— Значит, похищение удалось?

Сократ кивнул. Один раз. И то с большим сомнением. Диоген — более уверенно и трижды.

— Какое похищение? — наивно распахнула глаза Валентина Петровна.

— Они вас похитили, — пояснил Рыжов.

— Да ну! А зачем?

— Понимаете, ваш сын должен стать якутским олигархом. Так сказать, наследовать трон своего отца. А он не хочет ехать в Якутию.
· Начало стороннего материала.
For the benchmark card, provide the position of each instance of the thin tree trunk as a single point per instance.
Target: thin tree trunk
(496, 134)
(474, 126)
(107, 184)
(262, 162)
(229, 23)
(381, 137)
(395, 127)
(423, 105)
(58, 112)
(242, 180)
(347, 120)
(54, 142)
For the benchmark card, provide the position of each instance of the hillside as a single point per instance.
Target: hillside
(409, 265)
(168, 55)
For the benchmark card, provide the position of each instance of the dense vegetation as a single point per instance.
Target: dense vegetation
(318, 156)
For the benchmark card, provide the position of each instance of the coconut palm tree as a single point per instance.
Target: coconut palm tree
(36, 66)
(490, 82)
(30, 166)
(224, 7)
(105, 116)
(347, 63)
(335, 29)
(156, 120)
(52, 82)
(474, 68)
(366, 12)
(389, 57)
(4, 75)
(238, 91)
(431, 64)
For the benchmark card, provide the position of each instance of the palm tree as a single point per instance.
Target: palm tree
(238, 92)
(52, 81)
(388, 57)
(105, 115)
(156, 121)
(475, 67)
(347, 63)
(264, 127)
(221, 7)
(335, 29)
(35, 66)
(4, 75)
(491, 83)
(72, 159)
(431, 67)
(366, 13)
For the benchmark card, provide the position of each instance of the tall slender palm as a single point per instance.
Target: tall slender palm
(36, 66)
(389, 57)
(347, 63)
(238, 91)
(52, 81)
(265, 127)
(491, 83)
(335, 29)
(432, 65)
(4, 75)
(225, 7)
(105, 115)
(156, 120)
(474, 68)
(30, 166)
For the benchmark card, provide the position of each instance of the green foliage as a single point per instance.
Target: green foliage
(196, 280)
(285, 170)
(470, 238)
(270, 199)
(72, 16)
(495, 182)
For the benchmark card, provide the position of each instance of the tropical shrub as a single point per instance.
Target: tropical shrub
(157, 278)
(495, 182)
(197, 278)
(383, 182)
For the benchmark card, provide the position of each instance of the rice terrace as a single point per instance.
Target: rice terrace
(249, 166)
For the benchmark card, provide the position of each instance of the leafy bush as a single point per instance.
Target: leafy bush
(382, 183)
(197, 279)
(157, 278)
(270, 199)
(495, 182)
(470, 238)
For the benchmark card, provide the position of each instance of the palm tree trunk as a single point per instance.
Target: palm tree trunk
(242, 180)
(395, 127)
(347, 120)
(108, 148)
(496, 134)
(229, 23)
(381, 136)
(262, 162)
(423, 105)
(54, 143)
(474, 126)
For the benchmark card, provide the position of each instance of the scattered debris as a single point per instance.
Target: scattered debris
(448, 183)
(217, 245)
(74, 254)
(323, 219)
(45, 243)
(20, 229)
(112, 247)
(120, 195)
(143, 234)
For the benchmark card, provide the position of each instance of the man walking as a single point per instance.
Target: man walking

— И правильно! — мстительно сказала Валенгина Петровна. — Альберт — милиционер. И никуда не поедет!

— Вот для этого вы и нужны. За вами — поедет! — вежливо объяснил Игорь Николаевич.

Сократ и Диоген следили за словесной дуэлью с большим интересом.

— Это как? — опешила Валентина Петровна. — 3начит, меня увезут в Якутию?

— Необязательно. Можете пожить на даче. Или у соседей. Подумайте сами, в Якутии его ждет блестящее будущее. А что его ждет здесь? Нищета и пьянство? Разврат?!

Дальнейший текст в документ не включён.